Des entretiens intérieurs de Jésus-Christ avec l’âme fidèle

 

J’écouterai ce que le Seigneur Dieu dit en moi.

Heureuse l’âme qui entend le Seigneur lui parler intérieurement, et qui reçoit de sa bouche la parole de consolation !

Heureuses les oreilles toujours attentives à recueillir ce souffle divin, et sourdes aux bruits du monde !

Heureuses encore une fois les oreilles qui écoutent, non la voix qui retentit au dehors, mais la vérité qui enseigne au dedans !

Heureux les yeux qui, fermés aux choses extérieures, ne contemplent que les intérieures !

Heureux ceux qui pénètrent les mystères que le cœur recèle, et qui, par des exercices de chaque jour, tâchent de se préparer de plus en plus à comprendre les secrets du ciel !

Heureux ceux dont la joie est de s’occuper de Dieu, et qui se dégagent de tous les embarras du siècle !

Considère ces choses, ô mon âme ! et ferme la porte de tes sens, afin que tu puisses entendre ce que le Seigneur ton Dieu dit en toi.

Voici ce que dit ton bien-aimé : Je suis votre salut, votre paix et votre vie.

Demeurez près de moi, et vous trouverez la paix. Laissez là tout ce qui passe ; ne cherchez que ce qui est éternel……

XXII

La vérité parle au-dedans de nous sans aucun bruit de parole

 

Parlez, Seigneur, parce que votre serviteur écoute.

Je suis votre serviteur : donnez-moi l’intelligence, afin que je sache votre témoignage.

Inclinez mon cœur aux paroles de votre bouche ; qu’elles tombent sur lui comme une douce rosée.

Les enfants d’Israël disaient autrefois à Moïse : Parlez-nous, et nous vous écouterons ; mais que le Seigneur ne nous parle point, de peur que nous ne mourrions.

Ce n’est pas là, Seigneur, ce n’est pas là ma prière ; mais au contraire je vous implore, comme le prophète Samuel, avec un humble désir, disant : Parlez, Seigneur, parce que votre serviteur écoute.

Que Moïse ne me parle point, ni aucun des prophètes ; mais vous plutôt parlez, Seigneur mon Dieu, vous la lumière de tous les prophètes et l’esprit qui les inspirait. Sans eux, vous pouvez seul pénétrer toute mon âme de votre vérité ; et sans vous ils ne pourraient rien.

Ils peuvent prononcer les paroles, mais non les rendre efficaces.

Leur langage est sublime ; mais, si vous vous taisez, il n’échauffe point le cœur.

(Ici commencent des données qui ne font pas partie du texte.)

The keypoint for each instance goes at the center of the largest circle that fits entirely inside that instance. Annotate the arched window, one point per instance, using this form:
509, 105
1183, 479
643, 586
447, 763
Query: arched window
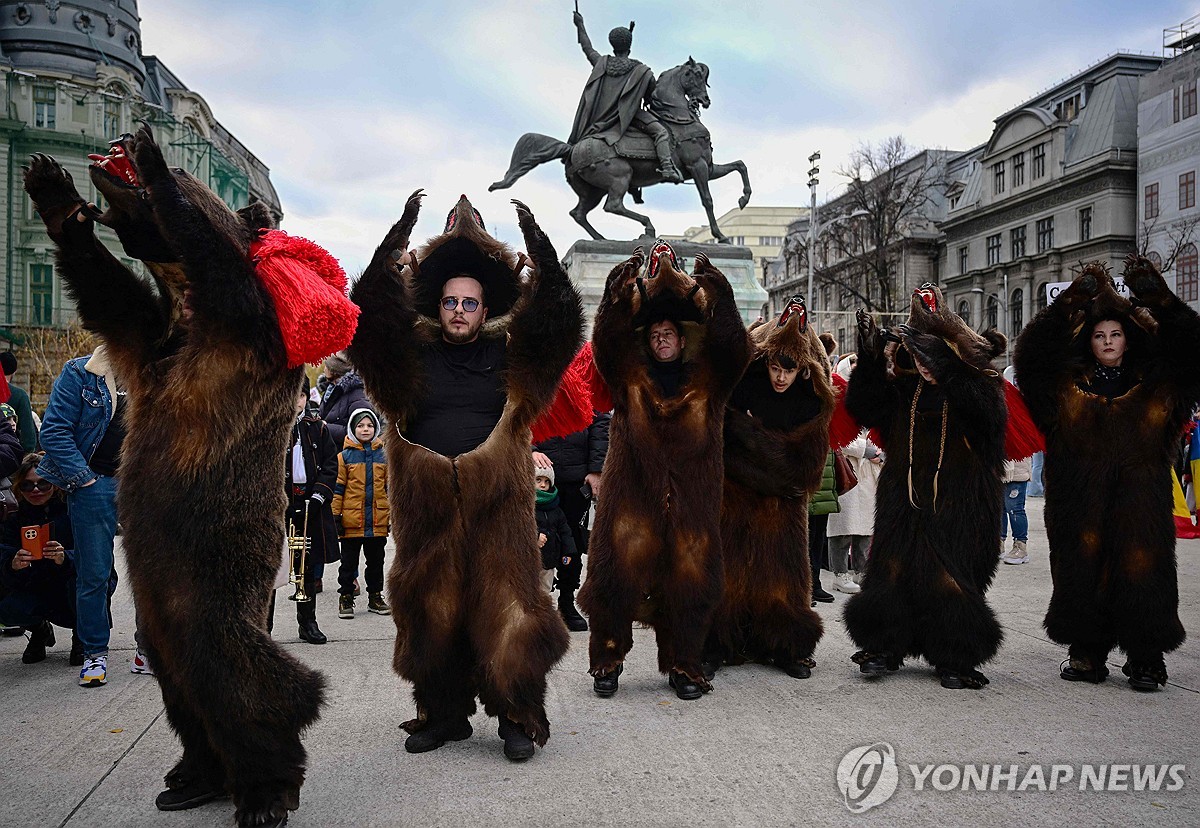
1015, 312
1187, 274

Ils exposent la lettre, mais vous en découvrez le sens.

Ils proposent les mystères, mais vous en rompez le sceau qui en dérobait l’intelligence.

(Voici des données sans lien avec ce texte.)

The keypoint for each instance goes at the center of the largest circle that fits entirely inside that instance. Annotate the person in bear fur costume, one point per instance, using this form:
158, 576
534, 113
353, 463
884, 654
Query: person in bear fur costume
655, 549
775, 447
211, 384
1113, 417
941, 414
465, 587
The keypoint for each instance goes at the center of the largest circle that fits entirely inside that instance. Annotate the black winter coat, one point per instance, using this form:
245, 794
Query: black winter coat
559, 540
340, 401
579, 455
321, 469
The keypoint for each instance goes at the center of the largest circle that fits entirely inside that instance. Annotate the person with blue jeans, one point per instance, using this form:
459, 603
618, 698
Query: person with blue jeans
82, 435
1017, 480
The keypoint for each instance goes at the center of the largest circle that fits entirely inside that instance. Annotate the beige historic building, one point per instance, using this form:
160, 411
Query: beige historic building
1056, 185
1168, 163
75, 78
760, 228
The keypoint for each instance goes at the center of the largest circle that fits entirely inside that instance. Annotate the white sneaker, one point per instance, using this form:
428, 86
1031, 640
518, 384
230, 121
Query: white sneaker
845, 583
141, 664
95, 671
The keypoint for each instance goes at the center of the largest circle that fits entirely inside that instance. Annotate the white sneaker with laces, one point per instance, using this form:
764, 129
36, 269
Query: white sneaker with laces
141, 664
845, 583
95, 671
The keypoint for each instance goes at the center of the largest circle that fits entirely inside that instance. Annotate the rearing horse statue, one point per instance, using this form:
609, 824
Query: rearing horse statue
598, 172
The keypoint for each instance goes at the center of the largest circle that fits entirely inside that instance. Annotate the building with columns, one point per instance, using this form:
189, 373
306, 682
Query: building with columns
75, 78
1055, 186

Ils publient vos commandements, mais vous aidez à les accomplir.

Ils montrent la voie ; mais vous donnez des forces pour marcher.

Ils n’agissent qu’au dehors ; mais vous éclairez et instruisez les cœurs.

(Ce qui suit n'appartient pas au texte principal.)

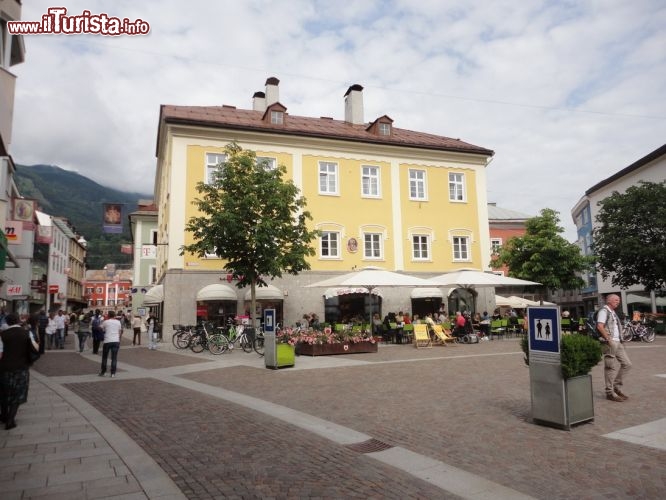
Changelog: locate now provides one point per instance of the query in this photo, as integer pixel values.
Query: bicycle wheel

Ils arrosent intérieurement ; mais vous donnez la fécondité.

Leurs paroles frappent l’oreille ; mais vous ouvrez l’intelligence.

Que Moïse donc ne me parle point : mais vous, Seigneur mon Dieu, éternelle vérité ! parlez-moi, de peur que je ne meure, et que je n’écoute sans fruit, si, averti seulement au dehors, je ne suis point intérieurement embrasé ; de peur que je ne trouve ma condamnation dans votre parole entendue sans être accomplie, comme sans être aimée, crue sans être observée.

Parlez-moi donc, Seigneur, parce que votre serviteur écoute : vous avez les paroles de la vie éternelle.

Parlez-moi pour consoler un peu mon âme, pour m’apprendre à réformer ma vie ; parlez-moi pour la louange, la gloire, l’honneur éternel de votre nom.

XXIII

Qu’il faut marcher en présence de Dieu dans la vérité et l’humilité

 

Jésus-Christ. Mon fils, marchez devant moi dans la vérité, et cherchez-moi toujours dans la simplicité de votre cœur.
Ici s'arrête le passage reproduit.